1. An overview of the
Good table structure design is the cornerstone of high performance and should be designed in terms of the business queries that the system will perform, which often requires trade-offs. Poor table structure design, will waste a lot of development time, seriously delay the project development cycle, let a person very painful, and directly affect the performance of the database, and need to spend a lot of unnecessary optimization time, the effect is often not good.
There is an important design principle in database table design, called paradigm design.
2. Three paradigms
Normal Form comes from English Normal Form, NF for short. In order to design a good relationship, it is necessary to make the relationship satisfy certain constraints, which have been formed into a standard, divided into several levels, each of which is stricter than the other. A database that meets these specifications is clean, structured, and free of INSERT, DELETE, and update exceptions. The opposite is clutter, which not only creates problems for database programmers, but is also obnoxious and can store a lot of unnecessary information.
2.1 First normal Form
1NF is the atomicity constraint on attributes, which requires attributes to have atomicity and cannot be decomposed again.
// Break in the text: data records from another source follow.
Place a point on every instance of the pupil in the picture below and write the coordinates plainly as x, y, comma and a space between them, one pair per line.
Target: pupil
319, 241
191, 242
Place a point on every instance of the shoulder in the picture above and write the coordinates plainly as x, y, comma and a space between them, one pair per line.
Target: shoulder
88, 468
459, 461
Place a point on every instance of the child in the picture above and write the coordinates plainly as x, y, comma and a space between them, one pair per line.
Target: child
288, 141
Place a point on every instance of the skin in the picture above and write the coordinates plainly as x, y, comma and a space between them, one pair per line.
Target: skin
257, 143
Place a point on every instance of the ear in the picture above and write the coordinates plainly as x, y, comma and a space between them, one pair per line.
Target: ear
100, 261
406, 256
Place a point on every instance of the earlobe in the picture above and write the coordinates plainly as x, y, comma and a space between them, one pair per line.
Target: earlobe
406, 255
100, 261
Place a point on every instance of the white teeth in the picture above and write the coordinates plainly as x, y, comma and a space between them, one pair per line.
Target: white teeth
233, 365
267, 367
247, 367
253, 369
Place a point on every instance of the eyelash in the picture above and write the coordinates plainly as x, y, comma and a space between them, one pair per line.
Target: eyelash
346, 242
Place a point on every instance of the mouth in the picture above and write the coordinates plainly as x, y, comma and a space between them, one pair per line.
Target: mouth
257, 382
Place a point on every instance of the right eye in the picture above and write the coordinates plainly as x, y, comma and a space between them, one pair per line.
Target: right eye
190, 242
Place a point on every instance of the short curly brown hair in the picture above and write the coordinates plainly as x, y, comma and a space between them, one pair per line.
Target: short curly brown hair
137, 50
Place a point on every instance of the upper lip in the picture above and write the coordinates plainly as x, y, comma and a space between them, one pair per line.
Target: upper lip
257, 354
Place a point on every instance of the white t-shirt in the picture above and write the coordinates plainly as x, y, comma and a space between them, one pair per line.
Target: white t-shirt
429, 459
The first paradigm emphasizes the atomicity of data tables and is the foundation of the other paradigms. For example, the following table:
The name-age column has two attributes, one name and one age, which does not conform to the first normal form. Split it into two columns:
The table above fits the first normal form relationship. However, in daily life, it is far from enough to standardize tables only with the first paradigm. There are still problems such as excessive data redundancy, abnormal deletion, abnormal insertion and abnormal modification. At this time, it is necessary to introduce the concept of normalization to transform it into more standardized tables and reduce data dependence.
In fact, 1NF is the most basic requirement for any relational database. When you create a table in a relational database management system (RDBMS) such as SQL Server, Oracle, or MySQL, if the design of the table does not meet this basic requirement, the operation will not be successful. That is, any data table that already exists in an RDBMS must be 1NF compliant.
2.2 Second normal Form
2NF, which is a uniqueness constraint on records, requires that records have a unique identity, that is, the uniqueness of the entity.
The second normal form (2NF) is established on the basis of the first normal form (1NF), that is to satisfy the second normal form (2NF) must first satisfy the first normal form (1NF).
Second normal Form (2NF) requires that every instance or row in a database table must be uniquely locatable. Typically, implementations add a column to a table to store the unique identity of each instance. For example, an employee information table has an employee number (EMP_id) column, because each employee’s employee number is unique, so each employee can be uniquely distinguished. This unique attribute column is called the primary key or primary key, primary code. This means that there is only one business primary key in the table, and the second normal form (2NF) requires that the attributes of the entity depend entirely on the primary key.
Complete dependency means that there cannot be attributes that depend on only part of the primary key.
There are two tables: the order table and the product table.
If an order contains more than one product, it is expressed as follows:
Obviously, there are two identical order ID data in the order table, which cannot ensure its uniqueness and does not meet the second normal form. Moreover, there is no strong correlation between the product ID and the order ID, so the normal situation is to split the order table into the order table and the intermediate table of the order and the goods.
2.3 Third normal Form
3NF is a constraint on field redundancy, that is, no field can be derived from other fields. It requires that fields have no redundancy.
Each non-non-primary attribute is neither partially dependent nor transitionally dependent on the business primary key, which removes transitive dependencies of non-primary keys to primary keys on a second normal form basis. For example, there is a department information table, where each department has the department id (dept_id), department name, and department introduction. After listing the department number in the employee information table, the department name, department introduction and other department-related information cannot be added to the employee information table. If the department information table does not exist, it should also be built according to the third normal form, otherwise there will be a lot of data redundancy.
As follows:
If the product ID is changed, the product name is also changed and the product name is changed, which is not in the third normal form and the product name column should be removed from the order table.
3. Anti-three paradigm
Fully conforming to the formal design is not perfect, in the actual business query will be a large number of table associated query, and a large number of table associated a lot of time will affect the performance of the query.
De-canonization is the appropriate violation of the requirements of the database design paradigm for performance and read efficiency. A small amount of redundancy is allowed, in other words antiparadigm is the use of space in exchange for time.
Some relatively low probability of change, such as commodity information and classification information are often queried together, so the classification information is also put in the commodity table, redundant storage.
4. Contrast
For formal design:
- Advantages: Data redundancy can be reduced as far as possible, making the update fast and small;
- Disadvantages: Multiple tables are required for query association, which reduces write efficiency and increases read efficiency, and makes index optimization more difficult.
For anti-formal design:
- Advantages: can reduce table association, can better index optimization;
- Disadvantages: Data redundancy and data anomalies, data modification needs more cost.
Both formalization and antiformalization have their advantages and disadvantages. How to choose the best design?
Generally speaking: I want all of them. Generally speaking, it is reasonable and two cases, and it is the same in practical practice. There will not be complete formalization and complete anti-formalization design.